We spend so much time thinking, planning, organising, managing, that we never really experience being fully alive and fully aware. In our hectic distracted lives we are too busy worrying about the future or rehashing the past. When we are like this, we stop interacting directly with the world and our lives; and instead, we get lost in an internal monologue crammed with our ideas, concepts and judgements. Like an empty house, the lights are all on but nobody is at home.
This Sunday I went for a walk with my wife Rhea and my daughter Erika.
The sky − grey and overcast, the temperature − fresh but not cold, the wind − gusty and refreshing and a fine steady rain.
The walk starts with conversation − the important yet mundane stuff of family life. Then, as we settle down so the conversation stops, and what is left is just us three, cocooned by the silence, punctuated only by the sounds of nature, the forest and all it contains. I take off my woolly hat so that I can better feel the rain on my head. I reflect on how, if I still had hair, I would not be so able to appreciate the rain; the symphony of the random pattern of rapid pinpricks as the rain strikes my head.
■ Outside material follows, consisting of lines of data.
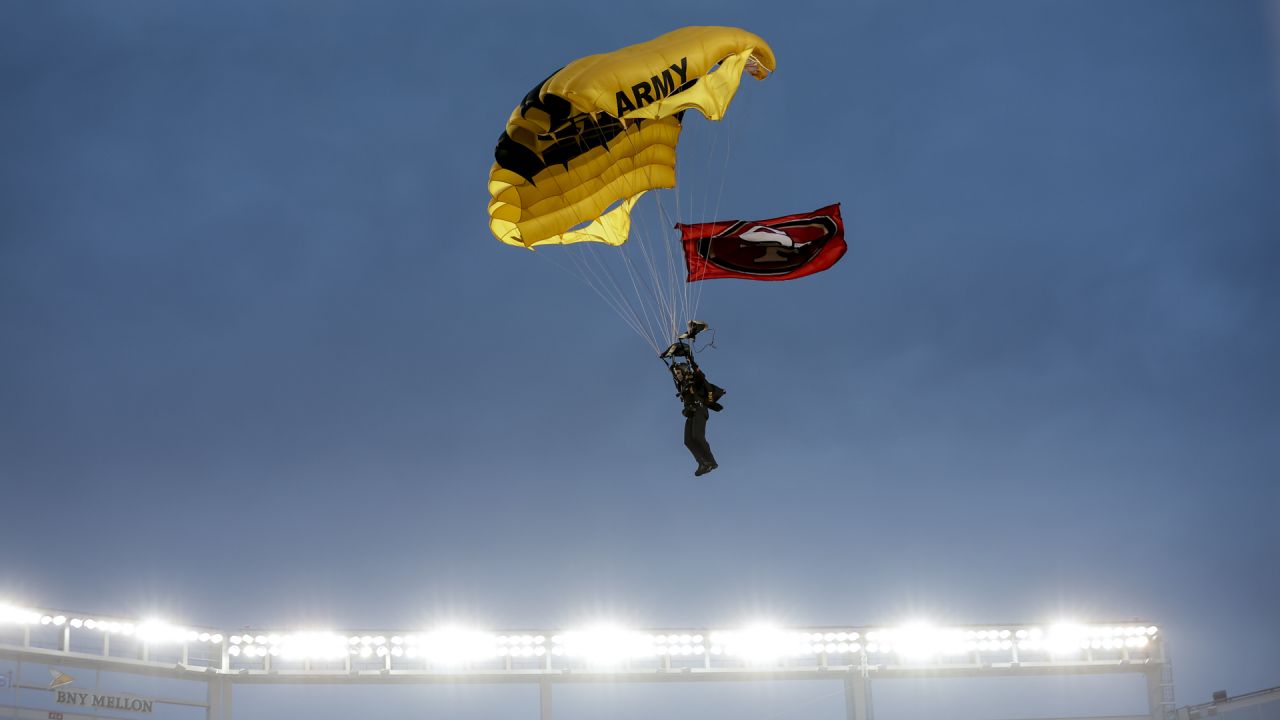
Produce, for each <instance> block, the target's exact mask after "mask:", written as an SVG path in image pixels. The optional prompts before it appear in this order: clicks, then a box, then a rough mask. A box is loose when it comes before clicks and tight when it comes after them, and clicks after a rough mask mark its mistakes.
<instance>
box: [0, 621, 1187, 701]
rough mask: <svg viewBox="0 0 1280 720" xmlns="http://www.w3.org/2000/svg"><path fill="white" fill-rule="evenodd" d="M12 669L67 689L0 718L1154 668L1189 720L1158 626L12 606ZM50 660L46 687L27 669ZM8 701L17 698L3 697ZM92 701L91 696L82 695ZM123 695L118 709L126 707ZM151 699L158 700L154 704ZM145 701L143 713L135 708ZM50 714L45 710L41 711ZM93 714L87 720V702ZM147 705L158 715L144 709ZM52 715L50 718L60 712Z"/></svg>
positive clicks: (542, 696) (868, 697)
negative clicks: (257, 625)
mask: <svg viewBox="0 0 1280 720" xmlns="http://www.w3.org/2000/svg"><path fill="white" fill-rule="evenodd" d="M0 660H9V661H14V662H17V664H18V678H17V680H15V682H14V680H10V684H12V687H13V691H14V697H18V693H19V692H23V693H41V692H49V693H59V691H61V693H59V694H55V696H54V700H55V701H56V703H59V705H58V706H56V710H58V711H56V712H54V711H50V710H49V707H47V706H50V705H51V703H50V701H49V698H45V702H44V706H42V707H24V706H23V705H22V703H19V702H18V701H17V700H15V701H14V703H13V705H6V703H5V701H4V700H3V698H4V694H0V716H4V715H5V712H8V714H9V716H12V717H23V719H26V717H40V719H41V720H44V719H45V717H52V716H60V717H63V719H64V720H77V719H79V717H93V716H95V715H93V712H95V710H101V708H104V707H109V708H111V710H114V711H118V712H119V711H123V712H124V714H125V715H128V714H129V712H132V711H140V712H142V711H145V712H151V711H152V708H154V707H164V706H165V705H183V706H187V707H188V708H191V707H192V706H193V707H198V708H201V710H202V711H204V715H205V717H206V719H207V720H230V719H232V696H233V689H234V688H236V687H237V685H243V684H300V683H320V684H396V683H398V684H431V683H435V684H439V683H454V684H457V683H481V684H483V683H490V684H498V683H524V684H535V685H538V687H539V688H540V692H539V698H540V700H539V702H540V717H541V720H552V717H553V703H552V700H553V688H554V687H556V685H563V684H566V683H668V682H676V683H689V682H751V683H755V682H772V680H828V682H829V680H840V682H842V683H844V687H845V707H846V717H847V720H870V719H872V717H873V702H872V684H873V682H874V680H877V679H911V678H1015V676H1046V675H1076V674H1117V673H1119V674H1140V675H1143V676H1144V678H1146V688H1147V706H1148V714H1147V715H1140V716H1124V717H1121V716H1108V717H1110V720H1170V719H1172V717H1174V716H1175V714H1176V712H1175V705H1174V696H1172V683H1171V670H1170V665H1169V661H1167V659H1166V653H1165V647H1164V641H1162V634H1161V632H1160V629H1158V628H1157V626H1156V625H1152V624H1149V623H1144V621H1129V623H1089V624H1057V625H1034V624H1005V625H972V626H947V628H932V626H923V625H909V626H893V628H876V626H872V628H868V626H815V628H767V626H759V628H744V629H713V628H675V629H672V628H667V629H650V630H626V629H620V628H594V629H585V630H550V629H540V630H539V629H521V630H507V632H476V630H463V629H457V628H440V629H434V630H351V632H335V630H323V632H297V630H266V629H261V630H259V629H242V630H238V632H223V630H218V629H212V628H195V626H177V625H170V624H166V623H157V621H133V620H123V619H116V618H101V616H86V615H77V614H70V612H61V611H55V610H42V609H26V607H12V606H3V605H0ZM23 664H26V665H27V666H32V665H35V666H45V667H49V674H50V675H51V676H50V678H49V679H47V680H46V679H45V678H44V676H42V675H38V674H37V675H36V676H35V679H33V678H31V676H29V675H33V673H27V674H26V675H24V674H23ZM59 669H86V670H93V671H111V673H127V674H134V675H150V676H160V678H172V679H182V680H197V682H201V683H205V684H206V685H207V693H202V694H204V696H205V700H204V701H201V702H192V701H189V700H186V701H170V700H165V698H141V700H140V698H134V697H125V696H119V694H111V693H101V692H96V691H95V692H93V693H87V692H86V693H72V692H70V689H68V688H70V685H69V683H70V680H72V678H70V676H69V675H67V674H65V673H63V675H64V676H65V678H67V680H65V682H64V683H63V684H64V685H67V688H64V687H63V685H60V684H59V682H60V676H59V674H60V673H61V671H60V670H59ZM0 692H3V691H0ZM82 696H83V697H82ZM113 698H114V700H113ZM142 702H148V703H151V705H140V703H142ZM131 703H132V705H131ZM36 705H40V703H36ZM82 707H83V708H87V712H82V711H81V710H79V708H82ZM138 708H145V710H138ZM46 714H47V715H46Z"/></svg>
I feel the drops both individually and together. The drumming pat, pat, pat beat of the rain on the leaves, changing with the wind and the intensity of the rain. The sound of the stream as it rushes gurgling from its birth in the mountains to its appointment with the sea. I notice my breathing and how my body works; my breathing changing with the gradients: a bit harder uphill, relaxed again downhill; and how the pure, oxygen-rich, forest air reaches every cell of my body. The streams are full after the recent rain and it takes mindful presence to cross the streams without falling off the slippery rocks. I notice how I sense through my shoes the safe non-slippery parts. Remarkable! I stop frequently to simply look and see. I find myself constantly in wonder at the sheer abundance of life in every square centimetre. The more time I take to simply look, the more I see and the greater wonder I feel at the patterns, the colours − the sheer vitality of it all. I am there right in this miracle of life, of vitality. I am a part of it. As my mind becomes more tranquil so the illusion of separation created by ego evaporates; then I become just a point of consciousness observing. In this moment there exists the observer and what is being observed. There are moments where even this distinction fades and the difference between the observer and the observed is not there, just a oneness − a deep connection and joy, immense joy and profound sense of gratitude and dare I say it − love.
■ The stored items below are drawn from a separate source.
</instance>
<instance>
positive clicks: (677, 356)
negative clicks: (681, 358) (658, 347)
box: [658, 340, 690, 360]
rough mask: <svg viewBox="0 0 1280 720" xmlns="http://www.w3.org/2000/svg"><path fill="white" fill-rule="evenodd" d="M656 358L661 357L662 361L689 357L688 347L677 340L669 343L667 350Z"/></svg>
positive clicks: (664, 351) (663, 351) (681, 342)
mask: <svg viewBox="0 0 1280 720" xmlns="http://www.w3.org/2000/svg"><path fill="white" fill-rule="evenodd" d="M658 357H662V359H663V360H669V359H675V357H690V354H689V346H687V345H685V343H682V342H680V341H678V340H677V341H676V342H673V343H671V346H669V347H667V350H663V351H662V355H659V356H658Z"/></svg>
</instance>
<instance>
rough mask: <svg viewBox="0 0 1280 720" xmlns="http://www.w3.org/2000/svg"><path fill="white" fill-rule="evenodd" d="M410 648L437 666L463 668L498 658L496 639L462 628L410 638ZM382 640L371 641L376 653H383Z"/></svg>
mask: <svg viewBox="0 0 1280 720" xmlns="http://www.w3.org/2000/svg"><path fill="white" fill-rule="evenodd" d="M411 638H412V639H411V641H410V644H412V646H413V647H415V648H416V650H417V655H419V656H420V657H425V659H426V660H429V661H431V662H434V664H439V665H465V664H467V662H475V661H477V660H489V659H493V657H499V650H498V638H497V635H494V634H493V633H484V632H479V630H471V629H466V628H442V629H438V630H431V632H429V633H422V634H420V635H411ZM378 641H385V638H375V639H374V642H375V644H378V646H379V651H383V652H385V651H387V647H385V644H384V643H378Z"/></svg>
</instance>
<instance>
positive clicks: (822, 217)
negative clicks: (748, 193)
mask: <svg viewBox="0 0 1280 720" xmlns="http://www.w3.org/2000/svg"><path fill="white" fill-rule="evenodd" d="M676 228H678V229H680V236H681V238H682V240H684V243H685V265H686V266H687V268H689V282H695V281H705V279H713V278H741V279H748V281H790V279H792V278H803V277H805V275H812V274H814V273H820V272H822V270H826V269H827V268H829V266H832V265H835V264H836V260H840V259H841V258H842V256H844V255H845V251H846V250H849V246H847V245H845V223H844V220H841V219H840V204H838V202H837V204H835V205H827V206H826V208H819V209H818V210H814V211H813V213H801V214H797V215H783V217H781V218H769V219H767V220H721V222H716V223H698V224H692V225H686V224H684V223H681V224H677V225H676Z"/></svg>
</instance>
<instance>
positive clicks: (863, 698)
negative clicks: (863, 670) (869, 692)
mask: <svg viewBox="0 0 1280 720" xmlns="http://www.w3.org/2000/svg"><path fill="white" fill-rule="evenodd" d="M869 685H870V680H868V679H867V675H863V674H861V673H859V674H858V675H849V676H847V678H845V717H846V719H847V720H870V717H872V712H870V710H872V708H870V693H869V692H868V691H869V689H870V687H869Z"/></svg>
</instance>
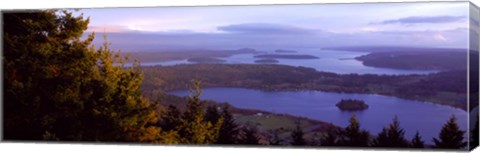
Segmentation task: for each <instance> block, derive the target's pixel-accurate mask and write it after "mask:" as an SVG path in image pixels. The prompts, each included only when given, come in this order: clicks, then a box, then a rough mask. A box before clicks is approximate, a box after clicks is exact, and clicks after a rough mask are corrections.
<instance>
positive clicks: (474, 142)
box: [470, 116, 479, 149]
mask: <svg viewBox="0 0 480 153" xmlns="http://www.w3.org/2000/svg"><path fill="white" fill-rule="evenodd" d="M478 120H479V118H478V116H477V121H476V122H475V127H474V128H473V129H472V136H471V137H472V138H471V141H470V142H471V144H470V148H471V149H473V148H474V147H477V146H478V141H479V136H478V132H479V131H478Z"/></svg>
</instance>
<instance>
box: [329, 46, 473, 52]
mask: <svg viewBox="0 0 480 153" xmlns="http://www.w3.org/2000/svg"><path fill="white" fill-rule="evenodd" d="M323 49H329V50H348V51H361V52H406V51H408V52H466V51H467V49H462V48H434V47H404V46H345V47H326V48H323Z"/></svg>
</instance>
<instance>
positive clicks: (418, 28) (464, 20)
mask: <svg viewBox="0 0 480 153" xmlns="http://www.w3.org/2000/svg"><path fill="white" fill-rule="evenodd" d="M468 8H469V3H467V2H450V3H446V2H437V3H367V4H365V3H364V4H317V5H263V6H221V7H219V6H211V7H157V8H113V9H112V8H110V9H83V10H81V11H80V12H81V13H83V14H84V16H86V17H90V25H89V29H88V30H87V31H88V32H87V33H91V32H93V31H95V32H96V33H97V34H102V33H103V32H106V33H107V36H108V40H109V41H111V42H112V43H113V46H114V47H115V48H117V49H123V50H129V51H137V50H138V51H141V50H162V49H176V48H177V49H197V48H204V49H236V48H245V47H249V48H256V49H278V48H282V49H298V48H321V47H335V46H413V47H420V46H422V47H450V48H466V47H467V45H468V28H469V14H468V13H469V12H468ZM97 40H102V39H97Z"/></svg>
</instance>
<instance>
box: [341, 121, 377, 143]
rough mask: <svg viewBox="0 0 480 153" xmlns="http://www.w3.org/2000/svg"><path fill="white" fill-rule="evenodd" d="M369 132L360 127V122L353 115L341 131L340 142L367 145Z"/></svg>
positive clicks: (369, 138) (369, 135)
mask: <svg viewBox="0 0 480 153" xmlns="http://www.w3.org/2000/svg"><path fill="white" fill-rule="evenodd" d="M369 139H370V134H369V133H368V132H367V131H365V130H361V129H360V124H359V123H358V121H357V118H356V117H355V115H352V117H351V118H350V124H349V125H348V126H347V127H346V128H345V130H344V131H343V132H342V137H341V140H340V144H341V145H342V146H351V147H367V146H368V145H369Z"/></svg>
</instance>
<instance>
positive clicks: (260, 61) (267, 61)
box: [254, 58, 278, 64]
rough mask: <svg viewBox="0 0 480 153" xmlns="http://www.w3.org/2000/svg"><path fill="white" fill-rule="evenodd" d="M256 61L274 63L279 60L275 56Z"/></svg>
mask: <svg viewBox="0 0 480 153" xmlns="http://www.w3.org/2000/svg"><path fill="white" fill-rule="evenodd" d="M254 62H255V63H260V64H273V63H278V60H276V59H273V58H266V59H258V60H255V61H254Z"/></svg>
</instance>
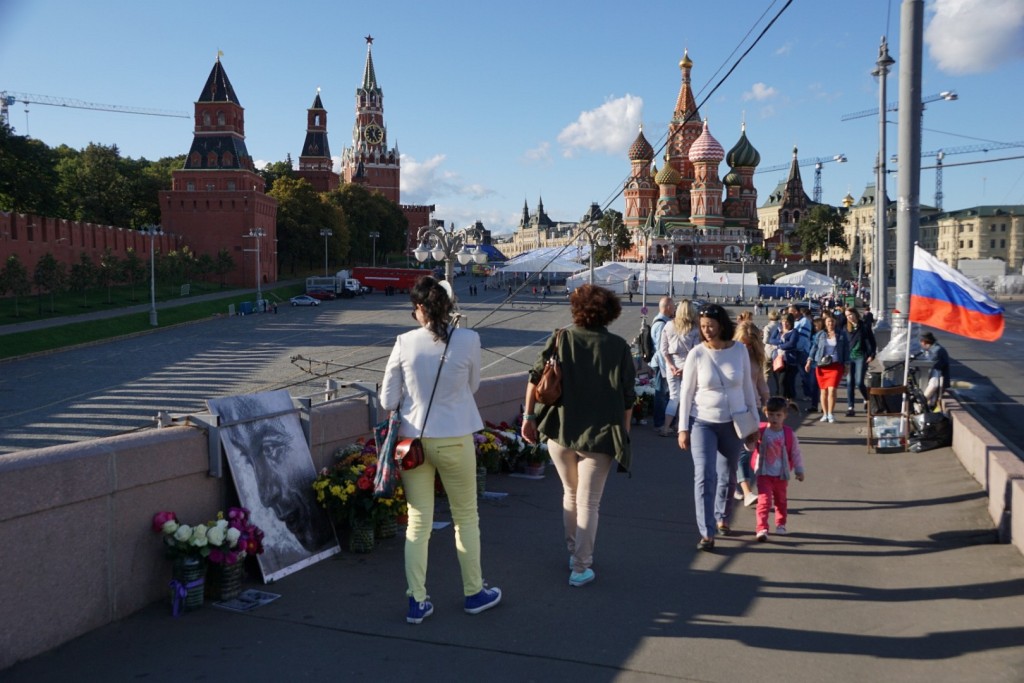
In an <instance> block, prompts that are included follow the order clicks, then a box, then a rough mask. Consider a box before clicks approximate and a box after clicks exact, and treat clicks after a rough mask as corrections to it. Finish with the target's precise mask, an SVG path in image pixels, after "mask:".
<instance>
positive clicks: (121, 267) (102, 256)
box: [96, 248, 124, 303]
The present moment and the miracle of being alive and conscious is always there; it never goes away. It is just that we get distracted.
Make time to just be in nature, whether that is in a forest, on a mountain, in a park or in your own back garden. Take some holiday from the compulsions and demands of your “me centred universe” and simply be: and look, listen, breathe, observe, and marvel.
Of course do this always with an attitude of open curiosity, a sense of kindness to yourself and others, always with a touch of humour.